Supplementation with vitamin D and omega-3 could reduce the frequency of nocturnal incontinence episodes among children


Recent studies have associated vitamin D and omega-3 fatty acids insufficiency with nocturnal enuresis. With respect to children, the term enuresis means urine incontinence, wetting of clothes or bedding, for a period of at least three consecutive months in children older than five years of age (when a child should be able to control his or her bladder). Nocturnal enuresis, as the name indicates, happens at night while sleeping.

There are two kinds of nocturnal enuresis. It is considered primary (the most common form) when bladder control has never been attained (a child with primary nocturnal enuresis has wet the bed since he or she was a baby), and secondary when incontinence reoccurs after at least six months of continence (this type of enuresis is associated with organic or psychological causes).

Nocturnal enuresis is observed in more than 15-20% of children by the age of 5, in 6-8% of eight-year-old children and in 1-2% by the age of 15. So, it is a common problem, and has effects on both the child and the family. It may negatively affect the child’s psychosocial development as well as interfere with the development of self-confidence and the process of socialization.

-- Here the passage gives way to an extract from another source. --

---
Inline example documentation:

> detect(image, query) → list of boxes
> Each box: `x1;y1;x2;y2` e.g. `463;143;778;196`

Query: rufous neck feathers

In the absence of a medical problem, some strategies that may be adopted to treat nocturnal enuresis include the following:

  • To inform the child about enuresis.
  • To limit fluid intake before going to bed.
  • To assure the child’s access to the toilet.
  • To carry the child to the toilet just before bedtime or awakening him or her and go the bathroom to “piddle”.
  • To avoid eating certain foods in the evening (foods that can irritate the bladder, chocolate, for example).
  • To avoid drinks with a diuretic effect, such as those containing caffeine.
  • To use bedwetting alarms. These alarms play a sound when a child begins to wet the bed; thus, the child can turn the alarm off, go to the toilet, and go back to sleep without wetting the bed too much. With this strategy, the parent involvement is very important, because the key is waking up quickly, and the presence of parents may be necessary to wake the child and alert him or her to the bedwetting episode.

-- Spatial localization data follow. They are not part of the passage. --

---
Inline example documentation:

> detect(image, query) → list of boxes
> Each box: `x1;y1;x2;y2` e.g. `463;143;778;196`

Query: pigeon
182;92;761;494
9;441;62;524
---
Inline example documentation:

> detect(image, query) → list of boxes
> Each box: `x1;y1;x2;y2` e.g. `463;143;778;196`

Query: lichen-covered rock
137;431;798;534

Among the measures that can be taken, special mention must also be made of the conclusions of a recent study that has been taken to measure the effects of vitamin D, omega-3 supplements, and their combination on nocturnal enuresis among 7-15-year-old children. The results showed that supplementation with vitamin D and omega-3 may reduce the number of wet nights (its frequency).

Finally, if you’re worried about nocturnal enuresis of your child, the best thing to do is talk to your doctor about how to cope with it.


Canadian Paediatric Society. Management of primary nocturnal enuresis. Paediatr Child Health. 2005;10(10):611-4.

Nemours. TeensHealth. What Is Enuresis?